EPA honors Clark University for food waste recycling efforts
The Food Recovery Challenge invites organizations nationwide to save money through reducing, purchasing and lowering disposal fees for unconsumed food; supporting their community by diverting wholesome surplus food to feed people, not landfills or incinerators; and reducing their environmental footprint and greenhouse gas emissions through sustainable food management. This program complements food waste recovery efforts by partnering with New England state environmental agencies.
“Clark Dining Services is extremely proud of the Food Recovery Challenge award, which is a testament to the partnership between the Sodexo Dining Services Team, Clark Physical Plant staff and Clark students, all of whom play an important role in our sustainable journey,” said Heather Vaillette, general manager of Clark Dining Services.
The University’s sustainability coordinator, Jenny Isler, added, “Sustainable Clark is a collaboration of the entire Clark community pulling together to reduce our environmental impact — and the Food Recovery Achievement Award is a perfect example of our collaborative strength. Clark Dining Services deserves the full honor for their remarkable efforts to decrease Clark’s environmental impact by composting more than 200 tons per year and to reduce overall food waste through their innovative management practices.”
After paper, discarded food comprises the greatest volume of waste generated in the United States. In fact, “waste food” is really a misnomer. In many cases, surplus food comes off of shelves while it is still good, nutritious and safe, and is sent to landfills. This food could potentially feed millions of Americans, according to both the U.S. Department of Agriculture and the EPA. In 2010, more than 14 percent of households in the U.S. did not have regular access to enough food for an active, healthy life.
“These New England colleges and universities are setting a great example by preventing more than 2,528 tons of food scraps from disposal by using them for higher and better uses, including food donation and composting,” said Curt Spalding, regional administrator of the EPA’s New England office. “Food Recovery Challenge Achievement Award winners are using food to feed people, not disposal facilities.”

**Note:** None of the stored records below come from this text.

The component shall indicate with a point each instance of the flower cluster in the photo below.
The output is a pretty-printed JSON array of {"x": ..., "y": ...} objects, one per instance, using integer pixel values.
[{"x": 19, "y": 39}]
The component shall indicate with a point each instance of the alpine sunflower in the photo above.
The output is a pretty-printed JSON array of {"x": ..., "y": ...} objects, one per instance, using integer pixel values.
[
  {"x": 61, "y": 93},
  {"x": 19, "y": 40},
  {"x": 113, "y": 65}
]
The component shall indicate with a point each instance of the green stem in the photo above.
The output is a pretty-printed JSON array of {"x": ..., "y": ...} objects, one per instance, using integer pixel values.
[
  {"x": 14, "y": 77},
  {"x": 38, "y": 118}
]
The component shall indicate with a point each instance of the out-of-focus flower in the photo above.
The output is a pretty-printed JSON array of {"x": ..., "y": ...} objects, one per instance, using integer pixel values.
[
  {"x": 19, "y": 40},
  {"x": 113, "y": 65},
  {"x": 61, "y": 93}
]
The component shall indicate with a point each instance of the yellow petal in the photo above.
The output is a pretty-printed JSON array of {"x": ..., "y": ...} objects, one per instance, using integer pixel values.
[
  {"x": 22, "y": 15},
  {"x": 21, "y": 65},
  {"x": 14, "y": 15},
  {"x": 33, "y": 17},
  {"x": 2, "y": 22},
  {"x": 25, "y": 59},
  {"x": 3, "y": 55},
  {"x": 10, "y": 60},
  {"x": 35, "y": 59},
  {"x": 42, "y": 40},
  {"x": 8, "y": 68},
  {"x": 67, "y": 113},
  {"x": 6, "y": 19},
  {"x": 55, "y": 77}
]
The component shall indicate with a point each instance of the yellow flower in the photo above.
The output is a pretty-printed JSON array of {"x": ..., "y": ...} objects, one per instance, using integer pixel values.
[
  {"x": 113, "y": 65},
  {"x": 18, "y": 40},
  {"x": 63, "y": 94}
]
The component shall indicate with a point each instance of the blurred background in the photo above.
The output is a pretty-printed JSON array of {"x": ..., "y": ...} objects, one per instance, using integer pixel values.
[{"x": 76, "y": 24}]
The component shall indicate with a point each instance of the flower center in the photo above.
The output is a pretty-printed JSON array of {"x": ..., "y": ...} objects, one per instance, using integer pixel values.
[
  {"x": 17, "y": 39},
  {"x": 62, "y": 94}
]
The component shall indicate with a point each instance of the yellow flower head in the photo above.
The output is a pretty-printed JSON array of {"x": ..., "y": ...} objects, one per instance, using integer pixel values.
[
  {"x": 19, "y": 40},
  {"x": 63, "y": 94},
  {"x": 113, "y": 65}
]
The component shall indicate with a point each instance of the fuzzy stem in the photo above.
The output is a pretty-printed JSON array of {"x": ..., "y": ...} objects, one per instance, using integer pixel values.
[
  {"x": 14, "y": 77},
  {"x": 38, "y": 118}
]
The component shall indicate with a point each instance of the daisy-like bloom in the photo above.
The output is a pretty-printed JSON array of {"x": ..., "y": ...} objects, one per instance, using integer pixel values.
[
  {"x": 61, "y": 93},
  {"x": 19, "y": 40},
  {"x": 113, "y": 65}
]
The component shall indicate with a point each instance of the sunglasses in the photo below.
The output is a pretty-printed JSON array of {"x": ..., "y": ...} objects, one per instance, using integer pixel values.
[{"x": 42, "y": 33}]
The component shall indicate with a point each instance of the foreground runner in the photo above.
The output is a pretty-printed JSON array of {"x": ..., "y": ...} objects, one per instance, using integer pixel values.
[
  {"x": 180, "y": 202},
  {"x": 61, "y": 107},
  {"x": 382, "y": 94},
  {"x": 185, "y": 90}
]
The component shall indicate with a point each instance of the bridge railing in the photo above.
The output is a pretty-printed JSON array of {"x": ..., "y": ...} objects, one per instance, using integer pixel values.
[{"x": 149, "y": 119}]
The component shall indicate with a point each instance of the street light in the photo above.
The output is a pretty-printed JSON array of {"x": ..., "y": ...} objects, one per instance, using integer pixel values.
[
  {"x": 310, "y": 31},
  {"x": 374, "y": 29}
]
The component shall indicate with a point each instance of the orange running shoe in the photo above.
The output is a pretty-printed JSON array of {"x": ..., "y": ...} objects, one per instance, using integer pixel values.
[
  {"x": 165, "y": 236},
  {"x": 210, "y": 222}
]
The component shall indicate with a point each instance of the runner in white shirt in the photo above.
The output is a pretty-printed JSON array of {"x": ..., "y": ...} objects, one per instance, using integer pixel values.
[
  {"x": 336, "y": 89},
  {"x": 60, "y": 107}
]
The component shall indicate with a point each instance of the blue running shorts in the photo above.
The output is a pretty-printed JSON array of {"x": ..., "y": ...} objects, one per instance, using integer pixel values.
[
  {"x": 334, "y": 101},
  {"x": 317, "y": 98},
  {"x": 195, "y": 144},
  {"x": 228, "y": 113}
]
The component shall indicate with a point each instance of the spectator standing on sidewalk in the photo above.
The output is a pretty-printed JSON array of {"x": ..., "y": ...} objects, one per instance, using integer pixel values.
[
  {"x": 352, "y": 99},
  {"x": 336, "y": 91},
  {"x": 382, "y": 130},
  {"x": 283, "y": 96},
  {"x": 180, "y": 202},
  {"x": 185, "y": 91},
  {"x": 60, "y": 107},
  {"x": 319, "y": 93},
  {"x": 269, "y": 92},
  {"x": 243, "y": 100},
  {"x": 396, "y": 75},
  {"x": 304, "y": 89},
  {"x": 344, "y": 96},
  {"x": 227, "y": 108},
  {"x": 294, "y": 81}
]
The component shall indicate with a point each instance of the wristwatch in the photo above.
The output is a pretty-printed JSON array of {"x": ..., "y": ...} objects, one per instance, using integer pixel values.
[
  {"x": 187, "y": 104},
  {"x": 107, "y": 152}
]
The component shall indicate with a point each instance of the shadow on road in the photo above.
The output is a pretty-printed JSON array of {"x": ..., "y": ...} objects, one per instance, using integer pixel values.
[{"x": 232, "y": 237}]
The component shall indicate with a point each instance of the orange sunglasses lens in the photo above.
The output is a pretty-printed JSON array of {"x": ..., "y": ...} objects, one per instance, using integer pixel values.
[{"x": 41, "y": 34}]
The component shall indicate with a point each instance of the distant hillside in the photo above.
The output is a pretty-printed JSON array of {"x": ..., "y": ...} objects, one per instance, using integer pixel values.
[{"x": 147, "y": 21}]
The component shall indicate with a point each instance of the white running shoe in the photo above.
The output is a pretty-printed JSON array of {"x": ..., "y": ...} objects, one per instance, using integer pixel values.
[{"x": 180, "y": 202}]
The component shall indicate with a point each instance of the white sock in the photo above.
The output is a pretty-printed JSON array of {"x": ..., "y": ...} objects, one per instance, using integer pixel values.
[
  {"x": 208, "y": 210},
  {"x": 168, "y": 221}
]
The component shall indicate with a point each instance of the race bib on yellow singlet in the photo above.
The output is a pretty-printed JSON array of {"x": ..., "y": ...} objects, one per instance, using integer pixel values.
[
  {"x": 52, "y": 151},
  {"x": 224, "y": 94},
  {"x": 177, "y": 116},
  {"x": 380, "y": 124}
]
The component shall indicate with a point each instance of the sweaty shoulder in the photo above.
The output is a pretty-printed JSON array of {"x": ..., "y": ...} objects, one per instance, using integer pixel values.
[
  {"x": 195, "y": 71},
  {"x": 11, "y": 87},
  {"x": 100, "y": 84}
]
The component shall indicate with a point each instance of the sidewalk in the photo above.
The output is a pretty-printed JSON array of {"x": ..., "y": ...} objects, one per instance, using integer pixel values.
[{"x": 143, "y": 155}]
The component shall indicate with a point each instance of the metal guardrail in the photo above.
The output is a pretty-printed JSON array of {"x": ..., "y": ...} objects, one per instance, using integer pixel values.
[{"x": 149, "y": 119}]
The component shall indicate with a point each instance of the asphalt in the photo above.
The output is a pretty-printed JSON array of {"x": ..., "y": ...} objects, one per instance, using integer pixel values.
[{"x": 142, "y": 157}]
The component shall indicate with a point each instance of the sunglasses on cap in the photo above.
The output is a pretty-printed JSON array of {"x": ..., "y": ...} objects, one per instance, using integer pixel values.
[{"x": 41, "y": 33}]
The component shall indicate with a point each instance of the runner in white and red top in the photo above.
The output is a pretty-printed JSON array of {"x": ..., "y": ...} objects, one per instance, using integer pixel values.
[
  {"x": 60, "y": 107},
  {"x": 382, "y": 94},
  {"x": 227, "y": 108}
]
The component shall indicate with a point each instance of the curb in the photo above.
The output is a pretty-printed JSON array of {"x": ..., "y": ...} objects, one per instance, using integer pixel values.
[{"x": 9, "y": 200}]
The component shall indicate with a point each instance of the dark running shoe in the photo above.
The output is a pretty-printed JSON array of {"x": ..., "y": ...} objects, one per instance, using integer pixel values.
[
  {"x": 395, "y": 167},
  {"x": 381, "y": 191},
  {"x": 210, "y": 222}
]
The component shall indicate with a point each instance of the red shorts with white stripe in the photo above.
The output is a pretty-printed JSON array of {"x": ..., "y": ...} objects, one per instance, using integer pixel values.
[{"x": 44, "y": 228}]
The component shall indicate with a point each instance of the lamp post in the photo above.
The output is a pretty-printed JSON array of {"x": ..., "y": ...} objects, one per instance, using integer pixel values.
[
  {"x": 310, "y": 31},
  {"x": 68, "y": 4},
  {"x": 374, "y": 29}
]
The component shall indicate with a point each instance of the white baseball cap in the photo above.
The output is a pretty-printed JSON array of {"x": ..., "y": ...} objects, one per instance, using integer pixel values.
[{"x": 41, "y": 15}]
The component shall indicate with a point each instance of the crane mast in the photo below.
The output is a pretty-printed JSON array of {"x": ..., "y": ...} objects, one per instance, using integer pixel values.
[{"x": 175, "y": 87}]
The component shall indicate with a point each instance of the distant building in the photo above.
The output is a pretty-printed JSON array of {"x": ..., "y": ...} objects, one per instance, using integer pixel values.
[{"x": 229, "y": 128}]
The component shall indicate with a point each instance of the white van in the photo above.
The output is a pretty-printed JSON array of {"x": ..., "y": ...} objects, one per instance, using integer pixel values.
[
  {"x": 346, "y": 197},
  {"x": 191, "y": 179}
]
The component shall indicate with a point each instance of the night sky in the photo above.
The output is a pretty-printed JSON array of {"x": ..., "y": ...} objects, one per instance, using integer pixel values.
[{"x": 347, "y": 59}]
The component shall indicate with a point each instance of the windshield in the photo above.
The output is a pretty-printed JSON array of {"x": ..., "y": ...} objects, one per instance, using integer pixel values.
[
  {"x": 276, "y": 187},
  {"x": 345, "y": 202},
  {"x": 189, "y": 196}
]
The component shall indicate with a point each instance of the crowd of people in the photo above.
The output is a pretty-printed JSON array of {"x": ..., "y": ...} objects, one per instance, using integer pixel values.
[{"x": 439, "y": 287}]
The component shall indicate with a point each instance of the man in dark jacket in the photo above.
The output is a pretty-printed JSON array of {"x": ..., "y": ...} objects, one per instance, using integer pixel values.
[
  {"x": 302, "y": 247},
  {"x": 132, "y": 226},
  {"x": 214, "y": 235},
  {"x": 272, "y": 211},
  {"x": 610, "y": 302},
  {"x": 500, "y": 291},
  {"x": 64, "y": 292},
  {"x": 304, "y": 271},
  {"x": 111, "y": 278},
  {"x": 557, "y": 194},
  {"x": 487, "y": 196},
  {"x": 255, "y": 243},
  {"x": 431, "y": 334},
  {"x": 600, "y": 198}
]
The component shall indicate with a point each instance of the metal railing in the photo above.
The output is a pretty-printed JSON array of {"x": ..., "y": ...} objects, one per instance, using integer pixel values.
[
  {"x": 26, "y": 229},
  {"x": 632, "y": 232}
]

Food and food scraps that are not fit for consumption and donation can be used to feed the soil by composting or added to anaerobic digestion facilities, which produce biogas that can be used for energy. In 2010, 34 million tons of food waste was generated, with only 3 percent being diverted to composting. When excess food, leftover food and food scraps are disposed of in a landfill, they decompose rapidly and become a significant source of methane, a potent greenhouse gas that contributes to climate change. Instead, anaerobic digestion facilities capture the gas and use it for electricity or for combined heat and power.
The Food Recovery Challenge is part of the EPA's Sustainable Materials Management Program, which seeks to reduce the environmental impact of materials throughout its entire lifecycle.
The other schools recognized by the EPA for significantly cutting food waste below previous years’ levels include Harvard University, Massachusetts Institute of Technology, Suffolk University, Middlebury College, Keene State College and the University of New Hampshire, Durham campus.
The awards were presented at both the March 28 “Vermont Organics Recycling Summit” and the April 1 “MassRecycle R3 Conference,” where more than 550 recycling experts, enthusiasts and private/public sector decision makers attended the annual conference and tradeshows, sharing information and learning about recycling, including information focused on Increasing food waste recovery.